Tip: Remember to pack a phone charger with appropriate power adaptor. Solar chargers are also great for journeying to areas with limited electricity.
In South Africa, most four to five-star lodges in the Kruger, Pilanesberg, Madikwe and Shamwari have Wi-Fi in communal rooms in lodges, which is either complimentary or comes at a small fee. But a service provider such as Safaricom has great bundles on offer with a good 3G network.
Here are some connectivity insights into some other southern and East African countries.
Safaricom can keep travellers connected across most parts of the country, even some of the more remote areas (though in some, such as the Masai Mara, it is not always reliable). Most high-end hotels and lodges offer Wi-Fi.
In most South African cities, internet is readily available with fairly reliable speed. Landline companies offer ADSL, ISDN, Diginet and leased lines, along with wireless and satellite connectivity. The last two are also offered by small and mobile phone providers. Keep an eye on fees, which can be quite high – these can be found on service providers’ websites. Most charge flat monthly rates, or packages that include voice, data and text.

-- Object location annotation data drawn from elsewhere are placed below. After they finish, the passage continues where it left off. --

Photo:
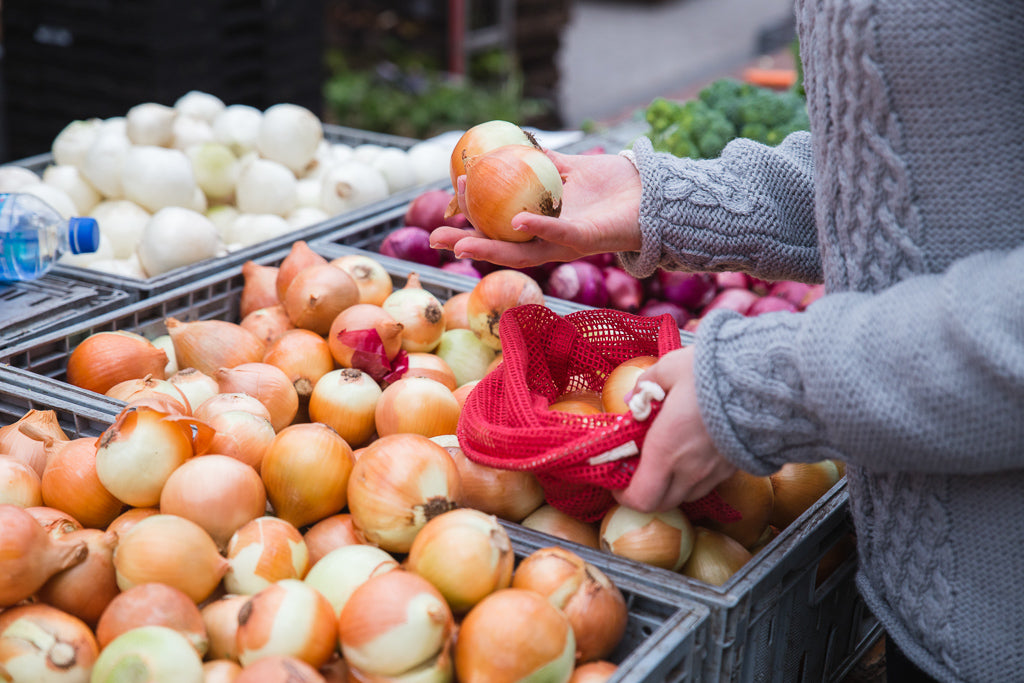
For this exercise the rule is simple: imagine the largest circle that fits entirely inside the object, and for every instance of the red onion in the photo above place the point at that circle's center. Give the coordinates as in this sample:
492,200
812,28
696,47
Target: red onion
579,281
734,298
657,307
462,267
689,290
731,279
411,244
791,291
427,210
770,303
625,291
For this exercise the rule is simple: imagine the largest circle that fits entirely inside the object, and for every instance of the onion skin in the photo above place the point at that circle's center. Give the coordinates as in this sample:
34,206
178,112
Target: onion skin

A practical solution could be incorporating online activities, such as posting holiday images, updating Facebook and Twitter, or sending a Postagram, into a day’s itinerary. Many hotels, restaurants, business centres, internet cafes and shopping malls offer free Wi-Fi, which can be logged onto when inside the venue.
As mentioned, most lodges in Chobe, the Okavango, and Savute don’t have internet access owing to their remote locations. Some higher-end venues have Wi-Fi in common rooms, but satellite phones will be available for any emergencies.
Tip: Check with the hotel or lodge before arrival, whether internet access is available.
Good Wi-Fi access is generally available around Victoria Falls and Livingstone, however many lodges in South Luangwa have no Wi-Fi, and basic camps have no coverage at all.
Major accommodation venues have a Wi-Fi connection in communal areas, though remote tented camps will have limited to no coverage. All lodges do, however, generally have satellite phones.
As with the above-mentioned, coverage is dependent on remoteness.
Ugandan technology is largely based on satellite technology, making connections slower. Options to connect include plugging into a direct network at an internet café; finding a Wi-Fi hotspot, which can be in a hotel, bank, airport or office; using a mobile modem to connect to 3G; or connecting to a local area network (LAN).
If using a mobile phone, ensure that it is compatible with the local carriers. Common brands include Apple, Nokia, Samsung, Alcatel, Siemens, Android-enabled devices and Spice phones.